P2-124  Tuesday, Jan. 5 15:30  Anterior and posterior injury during thermal stress alter physiological performance in the regenerating annelid Pristina leidyi RENNOLDS, C.W.*; BELY, A.E.; Univ. of Maryland, College Park; Univ. of Maryland, College Park rennolds@umd.edu http://www.life.umd.edu/biology/bely/web/belylab/home.html

Many animals possess the remarkable ability to regenerate body parts lost to injury. In the Naididae, a family of aquatic annelids, some species can regenerate lost anterior and posterior ends, while others can only effectively regenerate posteriorly.
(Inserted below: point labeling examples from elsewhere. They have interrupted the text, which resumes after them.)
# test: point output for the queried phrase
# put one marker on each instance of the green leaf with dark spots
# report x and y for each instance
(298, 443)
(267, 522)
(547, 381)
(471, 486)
Little is known in this group about the physiological responses to injury, how these differ following anterior and posterior injury, and how the beginning stages of anterior or posterior regeneration alter organismal physiology in stressful environmental conditions, such as extreme temperature. In this study, we subjected individuals of the naidid Pristina leidyi to posterior- or anterior-end amputation and placed them within a range of environmentally-relevant ambient temperatures. We determined acute thermal tolerance ranges and LT50s for each injury state by assessing short-term survival. We then measured O2 consumption of surviving individuals via membrane inlet mass spectrometry (MIMS); experiments assaying lipid content and heat shock protein expression are ongoing. Current data indicate that the ability to tolerate low temperature, but not high temperature, differs between injury states. Rate of O2 consumption per unit mass appears reduced following injury across the range of temperatures and is lower overall following anterior amputation versus posterior. The temperature at which O2 consumption is maximal also differs between injury states. Our results provide insight into how injury and regeneration alter physiological state, including while coping with additional physiologically-demanding stressors. Furthermore, they suggest that injury and early regeneration at the anterior end have a more substantial impact than at the posterior end.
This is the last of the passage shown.